I was reading an article from the Economist entitled: Difference Engine: Luddite legacy. The basic premise is that the rapid technology advances occurring after the industrial age began is having an increasing impact on the job market. They aren't talking about robots taking automotive workers jobs, as discussed in a BI review, but technologies leveraged by the knowledge worker of today's economy that makes manual operations performed by the industrial worker obsolete. The below sums up this concept:
This is the disturbing thought that, sluggish business cycles aside, America's current employment woes stem from a precipitous and permanent change caused by not too little technological progress, but too much. The evidence is irrefutable that computerised automation, networks and artificial intelligence (AI)—including machine-learning, language-translation, and speech- and pattern-recognition software—are beginning to render many jobs simply obsolete.
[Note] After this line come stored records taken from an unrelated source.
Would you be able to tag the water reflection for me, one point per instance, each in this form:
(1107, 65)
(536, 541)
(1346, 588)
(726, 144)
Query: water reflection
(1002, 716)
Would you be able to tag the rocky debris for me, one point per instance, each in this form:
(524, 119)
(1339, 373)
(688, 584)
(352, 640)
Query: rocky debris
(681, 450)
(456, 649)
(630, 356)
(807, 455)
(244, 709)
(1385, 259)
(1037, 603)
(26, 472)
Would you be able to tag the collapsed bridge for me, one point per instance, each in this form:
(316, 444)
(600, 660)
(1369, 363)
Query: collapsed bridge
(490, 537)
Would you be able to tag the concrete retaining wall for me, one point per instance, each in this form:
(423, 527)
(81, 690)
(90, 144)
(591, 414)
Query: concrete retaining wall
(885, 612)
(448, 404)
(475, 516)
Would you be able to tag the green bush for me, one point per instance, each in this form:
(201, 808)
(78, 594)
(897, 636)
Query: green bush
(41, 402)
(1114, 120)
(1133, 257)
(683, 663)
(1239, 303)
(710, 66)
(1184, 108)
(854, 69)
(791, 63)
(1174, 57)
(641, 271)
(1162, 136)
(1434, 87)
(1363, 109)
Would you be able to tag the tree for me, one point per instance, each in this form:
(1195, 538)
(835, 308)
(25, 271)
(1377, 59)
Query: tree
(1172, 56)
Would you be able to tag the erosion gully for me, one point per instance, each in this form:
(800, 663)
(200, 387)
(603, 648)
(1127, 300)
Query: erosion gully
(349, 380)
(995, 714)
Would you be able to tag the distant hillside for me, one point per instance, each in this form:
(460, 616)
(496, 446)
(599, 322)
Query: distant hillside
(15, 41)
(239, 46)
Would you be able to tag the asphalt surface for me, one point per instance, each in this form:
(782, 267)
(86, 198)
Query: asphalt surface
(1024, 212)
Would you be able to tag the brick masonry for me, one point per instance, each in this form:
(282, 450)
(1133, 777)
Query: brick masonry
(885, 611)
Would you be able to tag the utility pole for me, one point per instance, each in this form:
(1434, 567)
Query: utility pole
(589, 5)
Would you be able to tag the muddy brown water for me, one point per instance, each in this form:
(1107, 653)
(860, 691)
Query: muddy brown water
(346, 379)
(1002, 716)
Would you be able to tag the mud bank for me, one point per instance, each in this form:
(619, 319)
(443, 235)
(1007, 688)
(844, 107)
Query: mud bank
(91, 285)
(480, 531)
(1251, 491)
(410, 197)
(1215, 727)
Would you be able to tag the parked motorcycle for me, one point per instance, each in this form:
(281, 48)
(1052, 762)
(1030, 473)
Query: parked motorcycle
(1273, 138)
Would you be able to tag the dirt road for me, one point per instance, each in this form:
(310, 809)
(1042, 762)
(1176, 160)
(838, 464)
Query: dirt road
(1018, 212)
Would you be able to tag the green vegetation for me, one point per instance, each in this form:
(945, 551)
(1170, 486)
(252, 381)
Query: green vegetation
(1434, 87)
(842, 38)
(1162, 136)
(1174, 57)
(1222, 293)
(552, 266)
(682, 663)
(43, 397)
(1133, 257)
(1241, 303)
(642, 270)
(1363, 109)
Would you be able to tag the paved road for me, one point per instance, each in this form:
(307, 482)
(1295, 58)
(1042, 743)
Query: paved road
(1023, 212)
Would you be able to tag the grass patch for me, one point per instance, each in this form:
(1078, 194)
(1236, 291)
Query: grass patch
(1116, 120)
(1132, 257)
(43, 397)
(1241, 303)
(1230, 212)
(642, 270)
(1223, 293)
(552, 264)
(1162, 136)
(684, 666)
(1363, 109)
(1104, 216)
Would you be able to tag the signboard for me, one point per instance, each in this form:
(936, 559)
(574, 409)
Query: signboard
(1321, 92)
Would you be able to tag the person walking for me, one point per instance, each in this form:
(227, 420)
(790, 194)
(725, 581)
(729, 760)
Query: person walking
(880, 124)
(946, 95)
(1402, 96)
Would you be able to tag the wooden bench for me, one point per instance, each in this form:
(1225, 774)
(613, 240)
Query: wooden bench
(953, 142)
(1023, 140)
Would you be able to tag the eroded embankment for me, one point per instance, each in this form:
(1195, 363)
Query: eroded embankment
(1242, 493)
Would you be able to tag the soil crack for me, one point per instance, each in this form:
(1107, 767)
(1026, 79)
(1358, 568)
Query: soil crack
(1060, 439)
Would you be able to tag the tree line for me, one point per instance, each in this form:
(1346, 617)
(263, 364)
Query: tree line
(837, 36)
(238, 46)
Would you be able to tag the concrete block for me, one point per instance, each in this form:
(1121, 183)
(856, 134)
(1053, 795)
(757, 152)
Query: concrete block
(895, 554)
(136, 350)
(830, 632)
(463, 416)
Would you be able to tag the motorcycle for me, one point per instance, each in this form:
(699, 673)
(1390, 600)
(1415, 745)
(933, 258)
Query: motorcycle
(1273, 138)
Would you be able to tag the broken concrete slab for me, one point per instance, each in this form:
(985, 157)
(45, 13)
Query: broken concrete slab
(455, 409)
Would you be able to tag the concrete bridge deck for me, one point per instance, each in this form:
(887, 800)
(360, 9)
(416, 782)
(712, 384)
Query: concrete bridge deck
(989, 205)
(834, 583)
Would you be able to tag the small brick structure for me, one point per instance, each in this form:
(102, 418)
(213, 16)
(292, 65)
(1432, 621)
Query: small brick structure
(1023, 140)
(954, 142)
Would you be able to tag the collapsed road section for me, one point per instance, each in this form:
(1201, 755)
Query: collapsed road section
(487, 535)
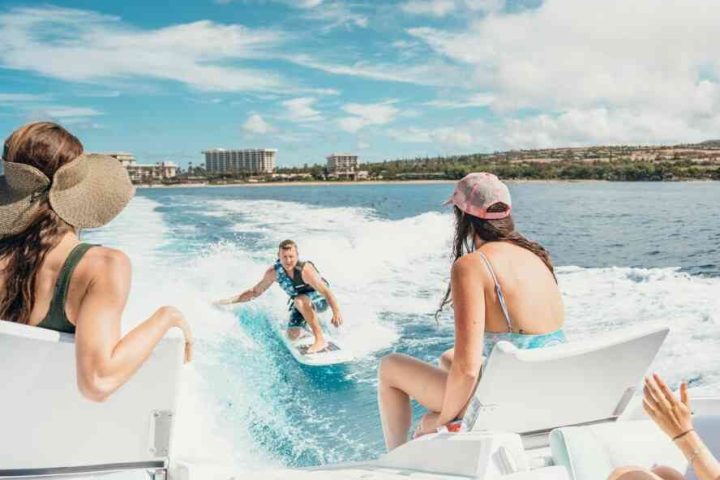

This is unlike the job destruction and creation that has taken place continuously since the beginning of the Industrial Revolution, as machines gradually replaced the muscle-power of human labourers and horses. Today, automation is having an impact not just on routine work, but on cognitive and even creative tasks as well. A tipping point seems to have been reached, at which AI-based automation threatens to supplant the brain-power of large swathes of middle-income employees.
That makes a huge, disruptive difference. Not only is AI software much cheaper than mechanical automation to install and operate, there is a far greater incentive to adopt it—given the significantly higher cost of knowledge workers compared with their blue-collar brothers and sisters in the workshop, on the production line, at the check-out and in the field.
The key point which I agree with is that these job losses are permanent. We have learned to live without these functions now and don't see a need to go back and incur greater labor costs when our systems are performing adequately. The greatest opportunity for knowledge workers and their businesses exist with organizations that rely on the old "brick and mortar" industrial age approach in conducting their business. As they face ever increasing pressures to compete and become ever more effective in their efforts they will need to embrace knowledge age solutions. The question is whether they wait to long to recognize that the industrial age is behind them.